Değerli Arkadaşlar,
Bir süredir Yahudiler ve Siyonizm üzerine yazılar yazılmaktadır. Bu yazıları yazanların çoğu yaşamlarında Musevi veya Yahudilerle tanışmadığı gibi İsrail'de de bulunmamıştır. Ben Müslümanım ve bir Türküm. Bunu ön yargıyla okumamanız ve yazan kişinin kültürel kimliğini bilmeniz için belirtiyorum.
5 yıl öncesine kadar bende Yahudileri ve Musevileri homojen (tek yapılı) bir toplum olarak bildim ve İsrail'i gördüğümde bunun böyle olmadığını anladım. Nasıl ki, bizim toplumumuzda Kuran-ı kerim (Furkan) işlevini kaybetmiş ve siyasetin-ticaretin-çıkarcılığın-Allah'la pazarlığın esiri edilmişse, İsrail'de de durum farklı değildir. 1400 yılda 40 fırkaya ayırdığımız İslam gibi Musevilik dini de 100 fırkaya ayrılmıştır. İllere göre, hatta köylere göre farklı yaşam biçimleri ve inanış türleri gelişmiştir. İsrail'de de Türkiye'de olduğu gibi Tel Aviv ve Kudüs sokaklarında gezen sıradan Musevi insanlar bizdeki insanlardan farklı değil. Yurt dışından özellikle son dönem Rusya'dan (daha doğrusu önceki SSCB) göçle gelen 1 milyona yakın insan var. ABD ve AB ülkelerinden yaşlılık ve emeklilik günlerini geçirmeye gelen, bölgenin egsotizmine kapılanlar var ve sayıları küçümsenemeyecek kadar (yaklaşık 500 000), Habeşistan'dan gelen Saba Melikesi Belkıs nedeniyle dinsel ve tarihi bağ kurulan bir o kadar insan daha var. Suriye ve Golan tepelerinin işgali sonrası vatandaşlığa aldıkları Velid Canbolat'ın Dürzi topluluğu var. Özellikle, polis teşkilatında kendilerine iş verilmiş ve ticaretle de uğraşıyorlar. Bir de özellikle Hayfa taraflarında yoğunlaşan Karaim kökünden (Hazar Türkleri-aslen Judaist) insanlar var. Bu insanların çoğu bırakın Tevrat'ı İbranice'yi bile doğru dürüst konuşamıyor ve kurslara gidiyorlar. Genelde insnlar İngilizceyle anlaşıyor. Nüfus toplamda 6,5-7 milyon kadar. Sizin bahsettiğiniz Torah ve Haham sözlerine bağlı Ortodoks Musevi kitle bu nüfusun içinde 1 milyon kadar bile değil. 1 milyon kadar Arap, ki buna Betlehem bölgesinde yoğunlaşan Hristiyan Araplar da dahil İsrail Vatandaşıdır. Bunun dışında işgal altındaki Filistin toprakları dahil 6 milyon kadar Filistinliyle iç içe yaşamaktalar. Duvarların saçma olduğu artık toplumun genelinde anlaşıldı ve kabul gördü. Özetle İsrail'in iç toplumsal yapısı oldukça heterojendir, dinamikleri de sanıldığından çok zayıftır. Sorun sıradan Yahudi ve Musevilerde değil, yönetimi elde tutan elitlerdir. Bu Filistin tarafı için de aynen geçerlidir.

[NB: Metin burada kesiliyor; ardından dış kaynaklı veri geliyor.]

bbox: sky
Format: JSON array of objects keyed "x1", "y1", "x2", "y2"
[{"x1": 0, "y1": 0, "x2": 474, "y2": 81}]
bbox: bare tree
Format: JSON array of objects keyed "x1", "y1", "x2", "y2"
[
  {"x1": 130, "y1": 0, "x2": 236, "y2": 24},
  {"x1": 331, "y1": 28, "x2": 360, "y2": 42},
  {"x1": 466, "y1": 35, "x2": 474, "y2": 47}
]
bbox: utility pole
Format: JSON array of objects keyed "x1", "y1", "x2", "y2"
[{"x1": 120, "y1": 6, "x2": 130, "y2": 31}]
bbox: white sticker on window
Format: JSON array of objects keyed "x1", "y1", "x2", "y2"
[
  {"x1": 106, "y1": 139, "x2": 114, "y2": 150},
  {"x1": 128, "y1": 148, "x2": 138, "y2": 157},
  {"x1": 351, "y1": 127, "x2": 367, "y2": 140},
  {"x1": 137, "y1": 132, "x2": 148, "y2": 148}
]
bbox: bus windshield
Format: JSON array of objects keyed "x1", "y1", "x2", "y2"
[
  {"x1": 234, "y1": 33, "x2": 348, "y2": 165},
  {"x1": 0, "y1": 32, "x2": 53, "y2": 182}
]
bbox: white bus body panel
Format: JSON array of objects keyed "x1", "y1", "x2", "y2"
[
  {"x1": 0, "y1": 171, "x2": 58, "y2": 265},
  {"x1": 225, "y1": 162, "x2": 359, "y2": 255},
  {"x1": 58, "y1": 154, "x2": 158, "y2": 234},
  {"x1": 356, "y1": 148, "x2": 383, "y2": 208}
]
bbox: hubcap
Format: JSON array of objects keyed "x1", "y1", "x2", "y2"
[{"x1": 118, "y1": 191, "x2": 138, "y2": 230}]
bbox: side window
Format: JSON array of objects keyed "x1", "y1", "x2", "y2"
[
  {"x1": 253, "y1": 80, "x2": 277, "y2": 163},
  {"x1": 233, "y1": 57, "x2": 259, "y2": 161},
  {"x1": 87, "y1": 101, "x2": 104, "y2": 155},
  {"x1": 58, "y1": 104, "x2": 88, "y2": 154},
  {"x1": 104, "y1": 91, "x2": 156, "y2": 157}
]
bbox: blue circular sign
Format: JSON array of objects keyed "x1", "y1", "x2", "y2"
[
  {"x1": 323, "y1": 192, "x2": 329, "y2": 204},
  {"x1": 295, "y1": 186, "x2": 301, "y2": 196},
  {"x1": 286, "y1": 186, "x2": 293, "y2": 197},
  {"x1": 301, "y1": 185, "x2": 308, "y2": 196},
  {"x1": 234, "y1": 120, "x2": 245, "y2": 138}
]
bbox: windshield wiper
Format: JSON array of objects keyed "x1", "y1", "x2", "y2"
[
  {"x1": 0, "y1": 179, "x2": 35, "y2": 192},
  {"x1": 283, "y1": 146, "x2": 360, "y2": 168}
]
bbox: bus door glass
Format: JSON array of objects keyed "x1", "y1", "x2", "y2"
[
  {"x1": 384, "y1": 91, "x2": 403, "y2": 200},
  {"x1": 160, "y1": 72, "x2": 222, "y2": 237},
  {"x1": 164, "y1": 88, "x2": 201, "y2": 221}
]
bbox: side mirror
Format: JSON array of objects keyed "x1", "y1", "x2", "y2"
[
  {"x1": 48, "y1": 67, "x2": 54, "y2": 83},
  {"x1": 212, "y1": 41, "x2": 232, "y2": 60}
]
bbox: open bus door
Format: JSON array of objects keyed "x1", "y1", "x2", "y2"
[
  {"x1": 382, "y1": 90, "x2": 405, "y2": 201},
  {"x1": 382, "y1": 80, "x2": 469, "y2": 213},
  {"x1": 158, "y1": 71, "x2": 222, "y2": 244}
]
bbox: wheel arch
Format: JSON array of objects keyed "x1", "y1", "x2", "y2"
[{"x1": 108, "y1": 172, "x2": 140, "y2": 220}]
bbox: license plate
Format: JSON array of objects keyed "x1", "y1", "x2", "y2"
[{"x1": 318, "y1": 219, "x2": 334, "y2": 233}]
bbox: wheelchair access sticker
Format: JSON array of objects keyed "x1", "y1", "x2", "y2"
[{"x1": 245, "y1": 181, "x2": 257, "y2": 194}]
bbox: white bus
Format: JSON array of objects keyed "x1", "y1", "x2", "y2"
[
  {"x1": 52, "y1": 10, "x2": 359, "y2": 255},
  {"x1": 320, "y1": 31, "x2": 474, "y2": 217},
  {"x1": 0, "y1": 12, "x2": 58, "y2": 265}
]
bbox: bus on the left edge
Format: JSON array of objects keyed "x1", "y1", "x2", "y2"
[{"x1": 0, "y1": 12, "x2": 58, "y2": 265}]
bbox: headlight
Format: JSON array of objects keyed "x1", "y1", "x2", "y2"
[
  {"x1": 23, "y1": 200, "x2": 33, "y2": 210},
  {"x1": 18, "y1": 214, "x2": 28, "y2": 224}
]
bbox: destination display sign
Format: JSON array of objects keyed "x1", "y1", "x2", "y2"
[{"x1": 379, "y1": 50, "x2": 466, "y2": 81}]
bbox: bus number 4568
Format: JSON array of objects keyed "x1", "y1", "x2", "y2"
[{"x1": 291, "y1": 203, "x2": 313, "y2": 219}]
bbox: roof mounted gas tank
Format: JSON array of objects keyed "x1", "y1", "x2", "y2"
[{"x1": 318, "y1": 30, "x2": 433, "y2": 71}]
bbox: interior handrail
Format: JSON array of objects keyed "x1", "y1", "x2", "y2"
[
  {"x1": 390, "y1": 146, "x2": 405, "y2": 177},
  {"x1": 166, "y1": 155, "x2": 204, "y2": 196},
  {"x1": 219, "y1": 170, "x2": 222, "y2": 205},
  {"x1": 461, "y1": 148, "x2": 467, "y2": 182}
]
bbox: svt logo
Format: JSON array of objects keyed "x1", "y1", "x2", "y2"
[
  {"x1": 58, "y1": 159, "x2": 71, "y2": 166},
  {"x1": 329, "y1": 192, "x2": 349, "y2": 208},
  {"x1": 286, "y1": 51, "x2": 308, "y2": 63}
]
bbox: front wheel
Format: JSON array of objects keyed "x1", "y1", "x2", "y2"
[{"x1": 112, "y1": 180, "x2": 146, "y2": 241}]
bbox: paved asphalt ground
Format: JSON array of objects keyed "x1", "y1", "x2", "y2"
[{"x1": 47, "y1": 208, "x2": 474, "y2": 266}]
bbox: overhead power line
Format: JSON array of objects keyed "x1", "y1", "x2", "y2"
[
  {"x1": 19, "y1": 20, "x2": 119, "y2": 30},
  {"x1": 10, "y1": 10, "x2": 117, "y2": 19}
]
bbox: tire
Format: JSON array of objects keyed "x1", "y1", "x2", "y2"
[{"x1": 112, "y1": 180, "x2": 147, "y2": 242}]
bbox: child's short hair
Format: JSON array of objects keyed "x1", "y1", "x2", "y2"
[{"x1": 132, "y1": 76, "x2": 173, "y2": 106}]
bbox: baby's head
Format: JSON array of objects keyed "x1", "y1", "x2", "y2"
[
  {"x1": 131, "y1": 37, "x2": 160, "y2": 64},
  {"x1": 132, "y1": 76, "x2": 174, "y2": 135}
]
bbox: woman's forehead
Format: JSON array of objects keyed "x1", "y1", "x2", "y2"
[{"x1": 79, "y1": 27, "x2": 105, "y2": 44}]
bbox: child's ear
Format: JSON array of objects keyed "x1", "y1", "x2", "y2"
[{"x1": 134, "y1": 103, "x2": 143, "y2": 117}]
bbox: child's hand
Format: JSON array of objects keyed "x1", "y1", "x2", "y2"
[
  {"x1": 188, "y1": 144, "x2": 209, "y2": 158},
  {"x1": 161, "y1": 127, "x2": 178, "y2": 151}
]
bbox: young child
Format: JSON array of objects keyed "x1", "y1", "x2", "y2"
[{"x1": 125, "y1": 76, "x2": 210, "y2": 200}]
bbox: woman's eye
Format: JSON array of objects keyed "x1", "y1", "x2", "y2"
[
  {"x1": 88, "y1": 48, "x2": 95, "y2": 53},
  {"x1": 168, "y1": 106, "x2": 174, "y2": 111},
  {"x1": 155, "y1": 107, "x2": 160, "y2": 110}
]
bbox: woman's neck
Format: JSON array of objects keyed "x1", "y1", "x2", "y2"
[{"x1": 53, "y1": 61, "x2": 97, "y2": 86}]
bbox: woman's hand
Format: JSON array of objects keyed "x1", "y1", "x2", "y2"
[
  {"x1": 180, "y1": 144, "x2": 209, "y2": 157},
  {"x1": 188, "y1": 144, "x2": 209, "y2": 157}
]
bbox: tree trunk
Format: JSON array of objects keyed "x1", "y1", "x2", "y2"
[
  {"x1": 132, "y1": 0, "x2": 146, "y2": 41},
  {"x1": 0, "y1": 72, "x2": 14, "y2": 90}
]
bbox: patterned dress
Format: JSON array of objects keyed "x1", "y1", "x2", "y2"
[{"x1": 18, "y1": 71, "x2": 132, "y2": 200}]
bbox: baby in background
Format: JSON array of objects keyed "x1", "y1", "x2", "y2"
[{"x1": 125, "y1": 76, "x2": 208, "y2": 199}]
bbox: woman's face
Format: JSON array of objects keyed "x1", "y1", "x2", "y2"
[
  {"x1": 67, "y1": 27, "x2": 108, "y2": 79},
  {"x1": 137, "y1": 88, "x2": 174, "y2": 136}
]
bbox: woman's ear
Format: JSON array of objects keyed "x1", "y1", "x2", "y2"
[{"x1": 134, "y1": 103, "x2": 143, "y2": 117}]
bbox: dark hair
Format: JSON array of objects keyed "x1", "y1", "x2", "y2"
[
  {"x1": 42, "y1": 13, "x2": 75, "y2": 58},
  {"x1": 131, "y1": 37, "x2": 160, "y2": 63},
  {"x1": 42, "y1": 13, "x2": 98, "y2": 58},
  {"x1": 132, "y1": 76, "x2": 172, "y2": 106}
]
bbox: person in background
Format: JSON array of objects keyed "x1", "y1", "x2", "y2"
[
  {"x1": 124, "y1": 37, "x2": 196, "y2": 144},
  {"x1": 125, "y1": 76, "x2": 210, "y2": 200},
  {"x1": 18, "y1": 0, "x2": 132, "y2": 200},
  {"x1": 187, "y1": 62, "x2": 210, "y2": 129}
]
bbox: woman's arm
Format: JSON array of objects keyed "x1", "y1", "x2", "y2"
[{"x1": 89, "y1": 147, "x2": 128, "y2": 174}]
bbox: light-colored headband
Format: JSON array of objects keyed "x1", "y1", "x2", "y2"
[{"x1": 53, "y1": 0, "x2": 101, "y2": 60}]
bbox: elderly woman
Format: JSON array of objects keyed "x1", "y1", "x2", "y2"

Siyonizm meselesine gelince hangi Siyonizm? Jabotinsky den Teodor Hertzl'e pek çok farklı biçimi vardır. Aynı, Nihal Atsız, Mehmet Akif, Namık Kemal, Ziya Gökalp, Yusuf Akçora, Prens Sebahattin, Kırımlı İsmail Gaspıralı...vb. Türkçülükleri örneklerinde olduğu gibi, Siyonizmin de pek çok türü imal edilmiş durumdadır. Militer olan görüşler olduğu gibi, müspet olan saf milliyetçilik hareketleri de vardır. Sosyal dayanışma, diğer milletlerle bilimde, sporda, sanatta yarışma müsbet bir milliyetçilik anlayışıdır. Musevi ve Yahudilerin sıradan karşılaşabileceğiniz insanlarında hal ve hareket bu şekildedir. Bu tür bir milliyetçilik (Siyonizm) hareketini aşağılamak gereksizdir. Özellikle, Türkiye'de yaşayan Musevi vatandaşların gönlünü incitebilecek, onları ötekileştirecek bir faaliyetin anlamsızlığı ve ahlaksızlığına sanırım sizler de katılırsınız. Türkiye'de yaşayan Musevilerin pek çoğu Kosher mutfak gibi günlük sıradan uygulamalara bile yabancılaşmışlardır. Bunun örneklerini hem İsrail'de hem İstanbul'da gözlemledim.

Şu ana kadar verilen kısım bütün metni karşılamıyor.